А уж мою «Науку любви» читали все, включая просвещенных погонщиков мулов. Один вольноотпущенник, иудей, как-то признался мне, что латинской грамоте научился, исключительно дабы читать «Лекарство от любви», где я учил несчастливо влюбленных самому важному – забывать.

Кто мог знать, что пройдет десяток лет и «Науку» мою, книгу-шалунью, книгу-резвушку, книгу-утешительницу, изымут из всех столичных библиотек и нарекут похабной?

А ведь и самому целомудренному Цезарю некогда нравились мои наставленья. Царедворцы передавали: иные места он знал наизусть, а строки «пусть же из чистого рта не пахнет несвежестью тяжкой и из подмышек твоих стадный не дышит козел» использовал как свои, когда желал пристыдить неряху. Словом, все было хорошо, пока не случился в моей жизни Рабирий.

Мы с Рабирием молились одному богу – неистовому Вакху. Не в смысле что выпивали, а потом буянили (как наверняка подумал бы простец Барбий). Но в смысле «писали стихи».

Ведь не только застольям и виноделам Вакх покровительствует. Но и поэтам, что выжимают из железных дней веселящий нектар элегий.

Помню, мы познакомились с Рабирием в гостях у моего давнего друга Валерия Мессалы. Рабирий читал свои новые стихи, громоздкие и густо замешанные на крокодильно-могильной мифологии страны Египетской. Я, воротясь домой, записал в дневнике: «Рабирий. Умен невероятно. Но таланта не имеет. Зачем-то хочет дружить».

И да не примет читатель мое замечание насчет бесталанности Рабирия за ревнивое пустословие!
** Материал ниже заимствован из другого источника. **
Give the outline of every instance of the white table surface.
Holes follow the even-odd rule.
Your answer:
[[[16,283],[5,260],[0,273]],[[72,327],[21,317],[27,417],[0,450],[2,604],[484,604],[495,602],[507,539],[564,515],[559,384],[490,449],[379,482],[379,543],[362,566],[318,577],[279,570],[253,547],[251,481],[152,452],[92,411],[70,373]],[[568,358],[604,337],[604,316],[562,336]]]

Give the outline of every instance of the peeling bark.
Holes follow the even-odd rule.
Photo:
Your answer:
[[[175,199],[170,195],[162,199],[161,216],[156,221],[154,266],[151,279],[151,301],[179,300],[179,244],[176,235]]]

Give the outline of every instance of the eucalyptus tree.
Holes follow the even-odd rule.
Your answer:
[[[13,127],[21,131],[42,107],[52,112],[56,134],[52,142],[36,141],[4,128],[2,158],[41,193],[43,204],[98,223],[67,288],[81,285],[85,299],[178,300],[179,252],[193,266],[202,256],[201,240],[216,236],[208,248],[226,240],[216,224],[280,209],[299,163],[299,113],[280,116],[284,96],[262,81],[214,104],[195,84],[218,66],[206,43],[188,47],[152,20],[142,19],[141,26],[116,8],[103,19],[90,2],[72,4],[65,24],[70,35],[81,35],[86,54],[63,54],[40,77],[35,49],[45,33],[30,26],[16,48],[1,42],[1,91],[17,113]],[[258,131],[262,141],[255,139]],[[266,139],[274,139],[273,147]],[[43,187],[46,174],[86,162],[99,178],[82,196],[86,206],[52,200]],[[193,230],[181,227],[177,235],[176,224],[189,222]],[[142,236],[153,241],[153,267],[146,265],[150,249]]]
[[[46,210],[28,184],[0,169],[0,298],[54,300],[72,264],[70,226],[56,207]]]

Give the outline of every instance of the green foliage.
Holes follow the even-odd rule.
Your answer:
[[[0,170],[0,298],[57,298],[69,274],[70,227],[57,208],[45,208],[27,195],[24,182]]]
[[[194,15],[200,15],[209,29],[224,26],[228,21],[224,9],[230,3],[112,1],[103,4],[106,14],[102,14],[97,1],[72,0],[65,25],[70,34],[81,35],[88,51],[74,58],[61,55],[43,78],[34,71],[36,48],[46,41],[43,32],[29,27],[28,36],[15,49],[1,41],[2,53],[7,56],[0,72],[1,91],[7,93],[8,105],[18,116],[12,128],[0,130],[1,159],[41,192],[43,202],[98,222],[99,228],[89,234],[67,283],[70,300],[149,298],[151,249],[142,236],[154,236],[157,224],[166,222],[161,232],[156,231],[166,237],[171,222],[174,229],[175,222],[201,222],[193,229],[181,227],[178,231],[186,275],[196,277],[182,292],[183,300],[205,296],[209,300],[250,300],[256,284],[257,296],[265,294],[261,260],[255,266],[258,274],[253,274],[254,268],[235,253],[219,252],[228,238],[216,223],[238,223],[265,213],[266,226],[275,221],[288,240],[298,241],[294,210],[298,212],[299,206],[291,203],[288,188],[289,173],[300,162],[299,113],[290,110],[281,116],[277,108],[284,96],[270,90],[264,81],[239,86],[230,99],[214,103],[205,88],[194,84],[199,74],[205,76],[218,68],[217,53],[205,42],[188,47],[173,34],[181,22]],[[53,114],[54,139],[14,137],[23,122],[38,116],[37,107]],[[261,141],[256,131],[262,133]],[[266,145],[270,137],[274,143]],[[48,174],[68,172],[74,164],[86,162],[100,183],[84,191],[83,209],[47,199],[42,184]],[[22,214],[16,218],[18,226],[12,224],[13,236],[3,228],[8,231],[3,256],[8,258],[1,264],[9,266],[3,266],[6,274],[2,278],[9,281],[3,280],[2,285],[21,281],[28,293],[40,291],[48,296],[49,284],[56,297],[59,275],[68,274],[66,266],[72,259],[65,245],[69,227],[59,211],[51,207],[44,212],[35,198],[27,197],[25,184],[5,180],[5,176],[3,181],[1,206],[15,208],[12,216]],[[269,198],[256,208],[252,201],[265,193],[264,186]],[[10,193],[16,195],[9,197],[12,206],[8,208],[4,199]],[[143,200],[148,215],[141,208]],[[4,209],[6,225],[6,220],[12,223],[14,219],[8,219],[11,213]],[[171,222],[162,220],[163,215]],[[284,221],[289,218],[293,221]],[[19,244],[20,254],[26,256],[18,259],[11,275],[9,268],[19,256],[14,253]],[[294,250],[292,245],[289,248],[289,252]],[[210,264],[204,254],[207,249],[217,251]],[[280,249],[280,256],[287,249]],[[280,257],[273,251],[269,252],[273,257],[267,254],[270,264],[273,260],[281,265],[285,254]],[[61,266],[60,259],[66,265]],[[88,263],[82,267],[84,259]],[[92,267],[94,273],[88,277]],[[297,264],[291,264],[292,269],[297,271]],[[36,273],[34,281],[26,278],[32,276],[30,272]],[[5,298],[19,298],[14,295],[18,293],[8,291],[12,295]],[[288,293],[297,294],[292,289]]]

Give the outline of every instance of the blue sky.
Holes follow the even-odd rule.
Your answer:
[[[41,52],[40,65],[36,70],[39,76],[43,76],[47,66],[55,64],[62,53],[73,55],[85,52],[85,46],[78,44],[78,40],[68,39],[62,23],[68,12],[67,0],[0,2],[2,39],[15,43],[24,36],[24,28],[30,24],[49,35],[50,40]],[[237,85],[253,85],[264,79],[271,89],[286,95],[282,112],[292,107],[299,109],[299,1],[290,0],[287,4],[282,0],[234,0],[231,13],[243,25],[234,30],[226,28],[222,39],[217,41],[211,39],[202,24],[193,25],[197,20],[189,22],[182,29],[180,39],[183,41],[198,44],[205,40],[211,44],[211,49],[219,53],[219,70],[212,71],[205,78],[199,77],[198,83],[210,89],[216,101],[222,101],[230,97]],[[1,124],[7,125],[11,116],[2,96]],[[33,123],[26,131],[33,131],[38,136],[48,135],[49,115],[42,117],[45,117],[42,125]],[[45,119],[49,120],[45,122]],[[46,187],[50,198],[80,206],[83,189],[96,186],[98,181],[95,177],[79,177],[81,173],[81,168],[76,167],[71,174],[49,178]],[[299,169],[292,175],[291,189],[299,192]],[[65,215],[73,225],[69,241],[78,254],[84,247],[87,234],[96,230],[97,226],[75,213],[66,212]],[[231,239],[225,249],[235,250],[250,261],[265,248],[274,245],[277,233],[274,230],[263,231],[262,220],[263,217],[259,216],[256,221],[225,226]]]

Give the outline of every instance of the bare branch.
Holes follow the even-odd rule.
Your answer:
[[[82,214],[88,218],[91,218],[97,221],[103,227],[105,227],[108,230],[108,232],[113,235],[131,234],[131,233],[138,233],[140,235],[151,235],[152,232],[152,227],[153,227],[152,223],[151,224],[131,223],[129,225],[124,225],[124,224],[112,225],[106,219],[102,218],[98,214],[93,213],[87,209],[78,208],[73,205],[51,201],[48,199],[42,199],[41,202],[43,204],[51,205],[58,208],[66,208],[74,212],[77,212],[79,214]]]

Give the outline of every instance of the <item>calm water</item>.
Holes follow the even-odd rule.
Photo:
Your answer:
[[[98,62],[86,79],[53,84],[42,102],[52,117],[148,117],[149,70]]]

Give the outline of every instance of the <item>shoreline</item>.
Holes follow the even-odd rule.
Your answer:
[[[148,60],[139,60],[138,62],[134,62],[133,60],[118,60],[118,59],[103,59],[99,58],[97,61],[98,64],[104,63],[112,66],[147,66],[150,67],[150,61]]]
Здесь другое. Можно сказать – плод беспристрастных наблюдений.

Моя бабка, происходящая из жреческого рода, рассказывала, что в дедовские времена у опытных жрецов было в ходу выражение «иметь зверя».

«Он имеет зверя» – так говорили про гадателей, которые редко ошибаются, предсказывая судьбу и толкуя сновидения. Про врачей, которые мимоходом определяют истинную причину болезни. Про храмовых музыкантов, чьи флейты вызывают божественный ветер, вмиг сдувающий с лиц прихожан заприлавочное выражение и увлажняющий благоговением глаза.

Иные жрецы, говорила мне бабка, могли точно сказать, какой именно иноприродный зверь сопровождает музыканта или толкователя. У этого (кто бы мог подумать!) – лев, у того (как благородно!) – златорунный овен, а у того, ха-ха, морская свинка, ну скажите, какая милая…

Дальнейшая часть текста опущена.